The relevant environment variable is CTM_RUNLEN, which should
give the duration of the run in format H*MMSS, i.e.,

100*(100*HOURS + MINUTES) + SECONDS

The script needs to deal with this correctly; moreover, this
value should NOT be over-written elsewhere. Doing so is metadata
perjury.

And then when I start looking at the code and at your log, I find
that this routine is improperly using variables STDATE, STTIME
before they are defined: e.g., its very first “clause”, before
they have been retrieved from the environment, uses them:

  VARDESC = 'Main Program Name'
  CALL M3MESG( VARDESC )
  CALL ENVSTR( CTM_PROGNAME, VARDESC, 'DRIVER', PROGNAME, STATUS )
  IF ( STATUS .EQ. 1 ) THEN
     MSG = 'Environment variable improperly formatted'
     CALL M3EXIT( PNAME, STDATE, STTIME, MSG, XSTAT2 )
  ELSE IF ( STATUS .EQ. -1 ) THEN
     MSG = 'Environment variable set, but empty ... Using default:'
     WRITE( LOGDEV, '(5X, A, I9)' ) MSG, STTIME
  ELSE IF ( STATUS .EQ. -2 ) THEN
     MSG = 'Environment variable not set ... Using default:'
     WRITE( LOGDEV, '(5X, A, I9)' ) MSG, STTIME
  END IF

That’s the reason for the “********” in your log. By convention,
errors before the start of the time-stepped execution of the model
should be reported as having date&time 0:0.

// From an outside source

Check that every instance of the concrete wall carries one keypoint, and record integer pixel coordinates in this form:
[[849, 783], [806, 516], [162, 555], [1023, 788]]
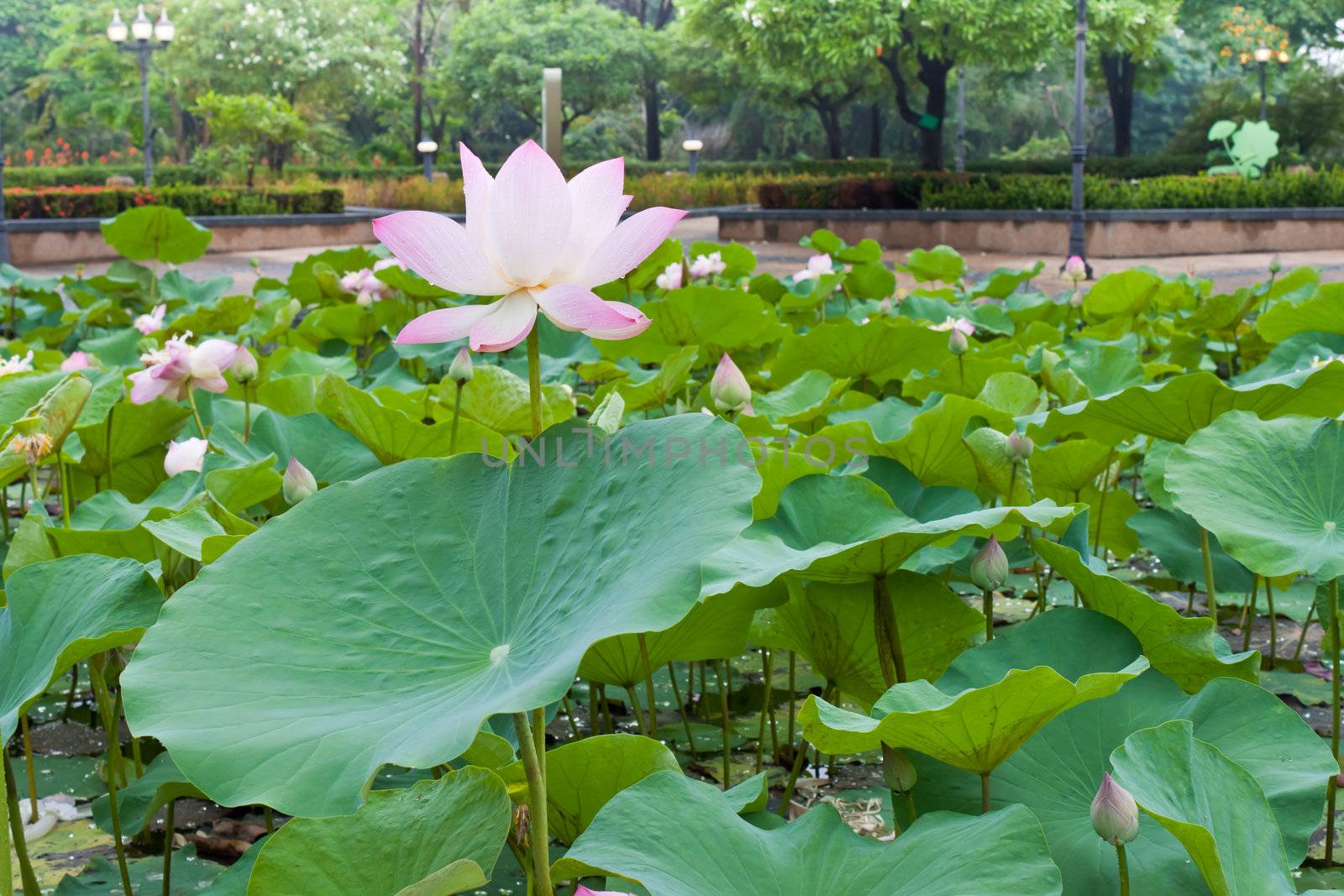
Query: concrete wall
[[1110, 234]]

Moreover, the “Using default:’…STTIME” messages do NOT report
the correct default – for ANY of the environment-variable calls.

For what it’s worth.

Carlie J. Coats, Jr.
I/O API Author/Maintainer


#11

Hi @cjcoats,

really appreciate your time looking into this!

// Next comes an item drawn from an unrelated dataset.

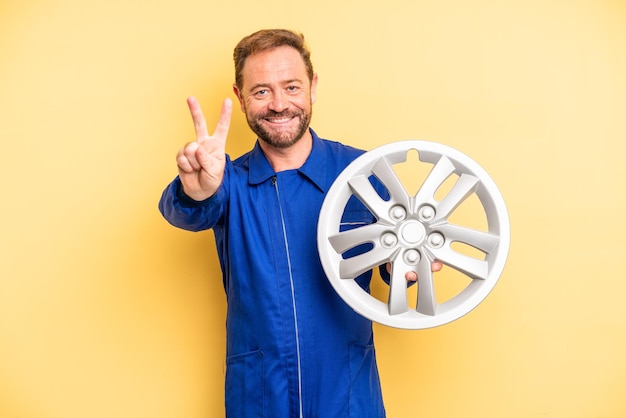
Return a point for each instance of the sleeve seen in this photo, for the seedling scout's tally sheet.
(185, 213)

From your comment however, I am not sure how to proceed, is there something I can do to get it fixed? Or should I go one version down for the model (CMAQ 5.1)?

Thank you!


#12

This block in the logfile:
“EMIS_1” opened as OLD:READ-ONLY
File name “/root/CMAQ-5.2.1/data/CMAQ-ASU1K/cctm_input/emis/HERMESv3_par_20150601.nc”
File type GRDDED3
Execution ID “0.1alpha”
Grid name “”
Dimensions: 53 rows, 53 cols, 18 lays, 31 vbles
NetCDF ID: 524288 opened as READONLY
Starting date and time 2015152:000000 (0:00:00 June 1, 2015)
Timestep 010000 (1:00:00 hh:mm:ss)
Maximum current record number 25
Checking header data for file: EMIS_1
Inconsistent value for vertical level

shows that your emissions file has 18 layers, which differs from your meteorology, which has 29 layers.
In your run script, below where you set EMISfile, also set CTM_EMLAYS:
set EMISfile = HERMESv3_par_${YYYYMMDD}.nc
setenv CTM_EMLAYS 18

This block in your log file:
“OCEAN_1” opened as OLD:READ-ONLY
File name “/root/CMAQ-5.2.1/data/CMAQ-ASU1K/cctm_input/land/ocean_file.dummy.CMAQ-ASU1K.nc”
File type GRDDED3
Execution ID “???”
Grid name “CMAQ-ASU1K”
Dimensions: 53 rows, 53 cols, 29 lays, 2 vbles
NetCDF ID: 589824 opened as READONLY
Starting date and time 2015152:000000 (0:00:00 June 1, 2015)
Timestep 010000 (1:00:00 hh:mm:ss)
Maximum current record number 504
Checking header data for file: OCEAN_1
Inconsistent values for VGTYP: 1 versus 7
Inconsistent values for VGTOP: 1.0000E+02 versus 5.0000E+03
Inconsistent value for vertical level

shows that your ocean file is rather strange. It should be a single layer, not 29, and it should be time-independent, rather than having 504 data records. I don’t know whether either of those differences are affecting you. I agree it is strange that you are not getting a clearer error in your log file.

Have you tried a multiday run of the benchmark case?


#13

Hi @cgnolte

Re: Emissions FIle, ok cool, going to make that change to my run script and change it to 18 levels.

Re: Ocean file, yes, I had to create a ‘zeroed’ ocean file as my domain doesn’t have ocean areas in it, on a separate thread on the former email list. I’m not 100% sure I did the process correctly as that script referenced to me wasn’t working so I had to do it by hand.

I didn’t tried to run the multiday benchmark case, I only ran the single day benchmark case, I’ll look into that and see if I get the same issue.